Back in the day, the opportunistic Saudis would deliberately increase supply just when we would be gaining traction in another energy source — solar, wind, and later, fracking — and the subsequent drop in oil prices would grind any new US/Euro/Indian attempts at alternative energy, to a reluctant halt. The new lower oil prices would make any alternate sources of production “more expensive” now that the crude oil prices were artificially depressed. As the development of solar/wind/fracking shut down, the Saudis would again hike the prices….and the same sordid cycle would continue.
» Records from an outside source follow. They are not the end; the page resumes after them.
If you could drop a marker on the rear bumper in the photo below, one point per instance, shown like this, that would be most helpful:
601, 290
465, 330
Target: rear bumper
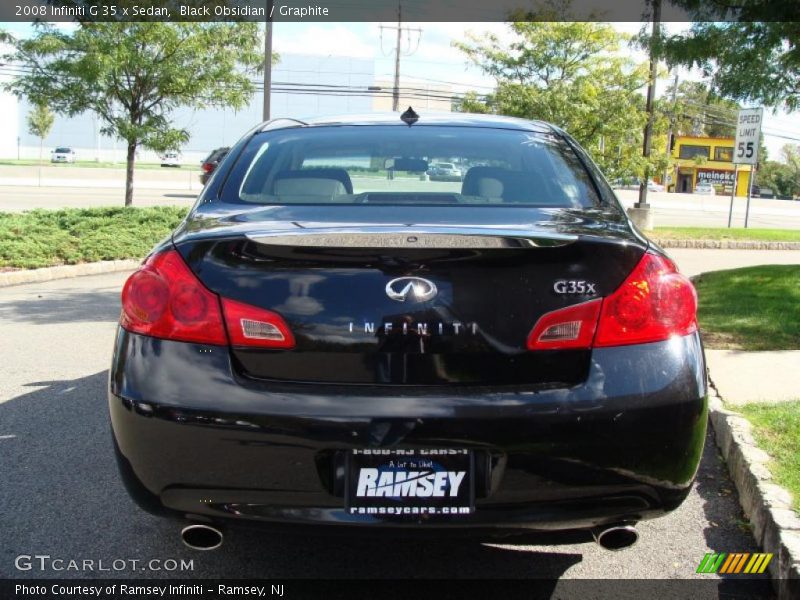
194, 439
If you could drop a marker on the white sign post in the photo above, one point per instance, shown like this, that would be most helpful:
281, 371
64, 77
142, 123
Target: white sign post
745, 152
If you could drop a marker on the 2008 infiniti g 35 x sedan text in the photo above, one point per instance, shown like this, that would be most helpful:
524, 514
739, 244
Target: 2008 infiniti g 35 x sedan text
331, 338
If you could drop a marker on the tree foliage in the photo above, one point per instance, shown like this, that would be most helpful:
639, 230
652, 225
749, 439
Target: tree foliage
572, 74
754, 58
133, 75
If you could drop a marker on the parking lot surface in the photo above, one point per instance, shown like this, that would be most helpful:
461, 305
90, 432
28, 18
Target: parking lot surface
62, 496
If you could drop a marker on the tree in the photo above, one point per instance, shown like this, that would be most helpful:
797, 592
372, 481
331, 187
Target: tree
40, 122
791, 157
572, 74
755, 58
133, 75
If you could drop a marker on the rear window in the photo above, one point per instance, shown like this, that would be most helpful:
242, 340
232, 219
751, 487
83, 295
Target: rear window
394, 165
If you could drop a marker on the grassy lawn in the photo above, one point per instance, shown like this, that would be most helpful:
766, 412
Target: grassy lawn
755, 308
44, 238
8, 162
777, 431
723, 233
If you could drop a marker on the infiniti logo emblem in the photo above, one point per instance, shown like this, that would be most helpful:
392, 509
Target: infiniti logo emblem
415, 289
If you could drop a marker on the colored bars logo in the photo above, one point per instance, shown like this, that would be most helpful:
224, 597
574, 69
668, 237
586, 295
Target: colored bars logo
734, 563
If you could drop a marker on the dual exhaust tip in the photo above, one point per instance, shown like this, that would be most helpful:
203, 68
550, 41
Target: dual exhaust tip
614, 538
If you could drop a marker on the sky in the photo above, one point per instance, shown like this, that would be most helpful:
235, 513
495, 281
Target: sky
428, 56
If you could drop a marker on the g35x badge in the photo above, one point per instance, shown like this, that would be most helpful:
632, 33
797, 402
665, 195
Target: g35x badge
574, 286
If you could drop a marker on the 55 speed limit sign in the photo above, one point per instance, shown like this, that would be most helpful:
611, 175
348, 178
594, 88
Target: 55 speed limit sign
748, 133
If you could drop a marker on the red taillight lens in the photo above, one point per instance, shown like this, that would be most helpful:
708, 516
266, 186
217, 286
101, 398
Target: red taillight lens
252, 326
571, 327
653, 304
164, 299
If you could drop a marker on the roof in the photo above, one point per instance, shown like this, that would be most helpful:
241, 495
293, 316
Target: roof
425, 118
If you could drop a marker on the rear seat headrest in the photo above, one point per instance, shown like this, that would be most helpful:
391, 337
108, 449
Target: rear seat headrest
312, 182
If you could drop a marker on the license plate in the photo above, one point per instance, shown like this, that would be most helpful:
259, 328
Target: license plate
416, 482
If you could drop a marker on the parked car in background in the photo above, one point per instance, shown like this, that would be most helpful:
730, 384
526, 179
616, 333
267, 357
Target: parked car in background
210, 162
444, 172
704, 188
315, 347
63, 154
171, 159
625, 183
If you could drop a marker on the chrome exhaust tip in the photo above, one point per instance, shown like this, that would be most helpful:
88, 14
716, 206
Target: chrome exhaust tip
616, 537
201, 537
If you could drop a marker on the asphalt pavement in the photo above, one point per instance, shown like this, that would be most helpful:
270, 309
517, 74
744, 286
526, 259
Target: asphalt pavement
60, 494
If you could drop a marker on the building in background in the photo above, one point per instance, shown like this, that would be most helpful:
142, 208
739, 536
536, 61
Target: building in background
303, 86
706, 159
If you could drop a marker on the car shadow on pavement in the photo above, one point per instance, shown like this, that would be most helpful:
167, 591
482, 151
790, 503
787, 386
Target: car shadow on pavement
63, 306
62, 497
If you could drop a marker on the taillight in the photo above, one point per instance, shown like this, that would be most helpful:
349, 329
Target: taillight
654, 303
164, 299
571, 327
252, 326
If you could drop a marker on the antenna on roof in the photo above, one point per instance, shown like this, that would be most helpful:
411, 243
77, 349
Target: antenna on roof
409, 117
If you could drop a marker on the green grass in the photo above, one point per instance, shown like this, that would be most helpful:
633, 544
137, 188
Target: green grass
755, 308
777, 431
44, 238
8, 162
723, 233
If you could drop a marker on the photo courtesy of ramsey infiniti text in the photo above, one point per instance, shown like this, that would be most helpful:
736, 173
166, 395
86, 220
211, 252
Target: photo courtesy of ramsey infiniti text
333, 338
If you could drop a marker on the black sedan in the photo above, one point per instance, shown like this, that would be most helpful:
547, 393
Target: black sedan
318, 344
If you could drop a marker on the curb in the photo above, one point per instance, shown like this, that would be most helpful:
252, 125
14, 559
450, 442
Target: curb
775, 525
65, 272
726, 244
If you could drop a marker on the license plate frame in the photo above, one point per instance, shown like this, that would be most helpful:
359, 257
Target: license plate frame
410, 483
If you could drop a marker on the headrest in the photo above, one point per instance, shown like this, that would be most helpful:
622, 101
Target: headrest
315, 182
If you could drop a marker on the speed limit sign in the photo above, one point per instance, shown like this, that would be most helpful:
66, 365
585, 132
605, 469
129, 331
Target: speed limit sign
748, 133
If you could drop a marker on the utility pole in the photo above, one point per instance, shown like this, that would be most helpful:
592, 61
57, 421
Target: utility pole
396, 87
267, 62
640, 213
671, 126
398, 52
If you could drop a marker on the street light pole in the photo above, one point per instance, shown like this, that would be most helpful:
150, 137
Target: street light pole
267, 62
396, 88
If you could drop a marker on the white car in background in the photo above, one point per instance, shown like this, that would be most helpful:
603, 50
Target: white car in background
705, 189
63, 154
171, 159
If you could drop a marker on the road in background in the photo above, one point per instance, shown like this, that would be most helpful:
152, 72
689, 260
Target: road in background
62, 496
83, 187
But, mercifully, that is all over. Endogeneity trumps everything. As recent events demonstrate, pathetic attempts by the Saudis and Russians to curtail oil supply and to push prices artificially up, did nothing. Joy was unconfined! Long live endogeneity. Let the markets rule!

Now to a “Desperate” Putin. In terms of global geopolitical “ordnance,” once oil falls below $60 a barrel, Putin cannot afford any misadventures like Georgia or Crimea or meddling in the last U.S. election in 2016. His oil-driven economy runs out of gas (pun intended), his tanks stay at home and his cyber-commandos are out of funds. Brent Crude today (3/10/20) is about 40 bucks a barrel, and falling….joy (on our part) is again unconfined. Hopefully, and mercifully, the Russian Bear will head into hibernation.

But then why is oil falling? Global macro activity is dropping, and oil prices are a great proxy for global real macro growth. The Aggregate demand is plunging to the left. The trade war and then the virus have taken their toll. We may see more hot capital inflow flowing to the U.S. thanks to our “safe cave,” and this may keep the long end of our yield curve suppressed for the foreseeable future.  

Another good indicator for real global infrastructure activity is the fabled Baltic Dry Index that measures the cost of shipping bulk cargo such as iron ore, copper, wood pulp, etc.  I knew that something was wrong when the Baltic Dry hit a low on the same day as the S&P 500 hit an all-time high a few weeks ago!

More coming soon, and until then, Welcome to the Powerhouse.